# Can't open the links in my PDF docs



## labread (Jan 26, 2011)

I have created a couple of PDF documents that have links to websites I would like to be able to open easily.  The links are not clickable when I open these documents on my Kindle.  I thought I had successfully done this before, but I am now doubting myself.  It seems as if this should be straightforward since the links work on my laptop.  Is there something extra that needs to be done?


----------



## TheKindleWorm (Sep 11, 2010)

Honestly, I'm not sure regarding links in a PDF file as I don't personally use those on my Kindle. Can you either save or convert to a mobi file instead (Calibre) because links definitely work with this format.


----------



## labread (Jan 26, 2011)

TheKindleWorm said:


> Honestly, I'm not sure regarding links in a PDF file as I don't personally use those on my Kindle. Can you either save or convert to a mobi file instead (Calibre) because links definitely work with this format.

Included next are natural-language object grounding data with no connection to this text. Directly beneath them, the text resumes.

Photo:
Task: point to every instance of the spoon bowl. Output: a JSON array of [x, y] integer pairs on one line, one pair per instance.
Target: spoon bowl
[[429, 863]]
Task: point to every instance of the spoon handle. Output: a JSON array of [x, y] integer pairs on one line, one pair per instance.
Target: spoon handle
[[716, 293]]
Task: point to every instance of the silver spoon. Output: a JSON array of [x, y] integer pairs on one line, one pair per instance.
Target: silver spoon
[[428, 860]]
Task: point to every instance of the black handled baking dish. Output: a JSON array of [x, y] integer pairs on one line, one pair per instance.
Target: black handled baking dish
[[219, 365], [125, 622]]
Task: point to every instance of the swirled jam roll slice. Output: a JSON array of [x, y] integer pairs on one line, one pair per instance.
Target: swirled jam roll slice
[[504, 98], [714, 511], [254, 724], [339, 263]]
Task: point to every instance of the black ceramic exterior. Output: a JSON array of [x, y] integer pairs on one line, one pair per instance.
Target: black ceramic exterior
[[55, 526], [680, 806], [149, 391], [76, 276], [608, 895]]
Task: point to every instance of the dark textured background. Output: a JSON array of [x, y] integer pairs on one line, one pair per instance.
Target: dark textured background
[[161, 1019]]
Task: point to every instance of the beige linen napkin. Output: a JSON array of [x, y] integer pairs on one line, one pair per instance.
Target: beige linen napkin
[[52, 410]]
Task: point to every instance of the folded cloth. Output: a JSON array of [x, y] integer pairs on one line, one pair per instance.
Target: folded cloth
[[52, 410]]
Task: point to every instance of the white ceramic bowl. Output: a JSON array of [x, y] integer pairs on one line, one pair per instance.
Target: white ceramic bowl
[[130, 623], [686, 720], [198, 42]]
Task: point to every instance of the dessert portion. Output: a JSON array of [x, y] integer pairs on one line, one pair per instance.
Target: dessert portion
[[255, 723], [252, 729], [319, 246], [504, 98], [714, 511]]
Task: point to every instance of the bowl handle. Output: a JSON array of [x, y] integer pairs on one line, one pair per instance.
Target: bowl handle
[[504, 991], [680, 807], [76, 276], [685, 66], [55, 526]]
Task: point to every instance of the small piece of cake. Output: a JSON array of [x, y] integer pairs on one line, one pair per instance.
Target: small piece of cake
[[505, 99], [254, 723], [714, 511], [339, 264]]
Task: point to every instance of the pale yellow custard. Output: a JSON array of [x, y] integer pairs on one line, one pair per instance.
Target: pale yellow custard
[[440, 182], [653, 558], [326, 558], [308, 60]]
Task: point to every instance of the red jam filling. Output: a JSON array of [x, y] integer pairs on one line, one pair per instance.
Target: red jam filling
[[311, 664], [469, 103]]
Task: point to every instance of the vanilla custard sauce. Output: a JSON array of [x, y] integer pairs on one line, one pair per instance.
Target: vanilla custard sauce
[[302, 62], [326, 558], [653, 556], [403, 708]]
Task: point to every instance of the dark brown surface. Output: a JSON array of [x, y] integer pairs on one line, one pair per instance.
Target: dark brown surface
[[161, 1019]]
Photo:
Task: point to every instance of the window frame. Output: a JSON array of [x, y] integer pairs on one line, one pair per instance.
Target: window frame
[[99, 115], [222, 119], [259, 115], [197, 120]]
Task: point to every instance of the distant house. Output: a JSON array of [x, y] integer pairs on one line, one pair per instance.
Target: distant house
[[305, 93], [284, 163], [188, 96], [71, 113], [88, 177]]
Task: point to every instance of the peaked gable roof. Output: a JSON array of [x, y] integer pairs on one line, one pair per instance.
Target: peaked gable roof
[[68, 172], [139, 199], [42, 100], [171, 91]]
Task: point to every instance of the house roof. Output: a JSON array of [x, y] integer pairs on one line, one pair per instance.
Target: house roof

Thanks for your response. I would prefer to not add another step, but if that is what it takes, I will do it. I am new to the Kindle and really haven't played around with Calibre yet. Waiting to see if there's another way...


----------



## D/W (Dec 29, 2010)

It is my understanding that PDF links are not supported on the Kindle.  As TheKindleWorm pointed out, they will work in mobi files.


----------



## labread (Jan 26, 2011)

Thank you for confirming that, DreamWeaver.  Bummer.  I did try the mobi conversion, and it worked just fine.


----------



## labread (Jan 26, 2011)

Another question regarding this... I created a word document with a table of contents which linked to the individual sections.  I saved as PDF, and the links to the sections worked beautifully.  Converted to mobi, and links to the internet still work, but the internal TOC links do not.    Is this also something that is not supported, or is there something else that needs to be done?


----------



## labread (Jan 26, 2011)

In the event that others are interested and just didn't know how to do this... The Word document needs to be saved as a web page, filtered.  If the web page is then converted to mobi, the TOC links will work.  I'm learning all sorts of things due to my Kindle!


----------



## labread (Jan 26, 2011)

Pardon me while I continue to talk to myself.    I should have read one more link that I had open.  The process still works if the original Word document is emailed to your Kindle account.  The resulting file opens past the TOC and isn't formatted quite as nicely, but the links do work if you want to save the hassle of the Calibre step.


----------